GLANVILL, JOSEPH: English clergyman, connected with the school known as the "Cambridge Platonists" (q.v.); b. at Plymouth 1636; d. at Bath Nov. 4, 1680. He was educated at Exeter College, Oxford, but had a close mental affinity with the Cambridge school, especially with More. He took orders, conformed .at the Restoration, and held several church preferments, the last being the incumbency of the Abbey Church at Bath (1676) and a prebend at Worcester (1678). Among his numerous works, none equals for brilliancy his early essay on The Vanity of Dogmatizing (London, 1661), from a passage in which Matthew Arnold received the suggestion for his famous poem " The Scholar Gipsy." Lux Orientalis (1662) is a reproduction and defense of More's doctrine of the preexistence of souls.

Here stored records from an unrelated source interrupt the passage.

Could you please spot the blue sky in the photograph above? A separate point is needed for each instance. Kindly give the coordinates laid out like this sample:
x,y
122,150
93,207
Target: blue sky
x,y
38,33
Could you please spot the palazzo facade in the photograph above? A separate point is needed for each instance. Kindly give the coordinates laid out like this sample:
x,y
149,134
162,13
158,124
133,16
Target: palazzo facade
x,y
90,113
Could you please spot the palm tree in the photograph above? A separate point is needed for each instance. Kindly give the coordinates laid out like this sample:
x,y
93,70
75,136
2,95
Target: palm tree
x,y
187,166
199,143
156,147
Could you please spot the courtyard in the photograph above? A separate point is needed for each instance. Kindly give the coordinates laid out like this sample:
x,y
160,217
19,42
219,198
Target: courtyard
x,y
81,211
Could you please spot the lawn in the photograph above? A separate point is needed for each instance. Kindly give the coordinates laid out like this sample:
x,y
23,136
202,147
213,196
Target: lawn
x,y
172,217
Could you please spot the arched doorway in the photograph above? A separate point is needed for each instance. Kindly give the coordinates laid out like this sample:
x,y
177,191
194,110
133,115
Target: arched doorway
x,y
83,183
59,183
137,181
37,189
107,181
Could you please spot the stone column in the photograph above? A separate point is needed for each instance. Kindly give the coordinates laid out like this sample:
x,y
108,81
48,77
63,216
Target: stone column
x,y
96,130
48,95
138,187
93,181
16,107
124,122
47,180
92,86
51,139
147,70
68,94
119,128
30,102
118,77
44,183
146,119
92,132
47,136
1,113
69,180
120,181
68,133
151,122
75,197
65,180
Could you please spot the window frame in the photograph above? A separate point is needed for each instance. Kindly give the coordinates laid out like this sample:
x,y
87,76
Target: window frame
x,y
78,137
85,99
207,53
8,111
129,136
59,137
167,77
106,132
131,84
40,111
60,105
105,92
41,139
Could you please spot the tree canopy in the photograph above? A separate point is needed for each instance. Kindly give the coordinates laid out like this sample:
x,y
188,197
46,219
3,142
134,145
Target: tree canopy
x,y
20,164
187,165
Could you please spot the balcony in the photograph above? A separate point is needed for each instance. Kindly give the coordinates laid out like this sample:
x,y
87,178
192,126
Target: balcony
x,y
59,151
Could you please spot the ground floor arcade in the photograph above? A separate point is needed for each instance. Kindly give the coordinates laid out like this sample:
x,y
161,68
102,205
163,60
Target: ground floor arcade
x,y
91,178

The attempt to find an empirical basis for supernaturalism led Glanvill, like More, to combine a singular measure of credulity with his philosophy in the work which in its final form (1682) bears the title of Sadducismus Triumphatus. It is nothing but a collection of ghoststories to support an ingenious argument on the possibility of spiritual existences under the form of witches and apparitions, with some chapters on the notion of spirit translated from More's Manual of Metaphysics. Besides the controversy to which this gave rise, Glanvill took a vigorous part in another on behlf of the new Royal Society and the right of free scientific inquiry. He comes into contact with the Cambridge School again in an essay on Anti-Fanatical Religion and Free Philosophy which appeared with several others in 1676. In its fictitious narrative, a sort of continuation of Bacon's New Atlantis, he describes a visit to the happy imaginary country of Bensalem, depicts the character and teaching of the Cambridge divines under a thin disguise, and Offers what is really the most effective of the several contemporary vindications of the school.

Bibliography: Besides the literature under Cambridge Platonists, consult: The account of Glanvill's life and writings, by H. More, prefixed to Sadducismus triumphatua, London, 1726; A. h Wood, Atheno Oxonienses, ed. P. Bliss, iii. 1244, 4 vols., London, 1813-20; DNB, xxi. 408-409.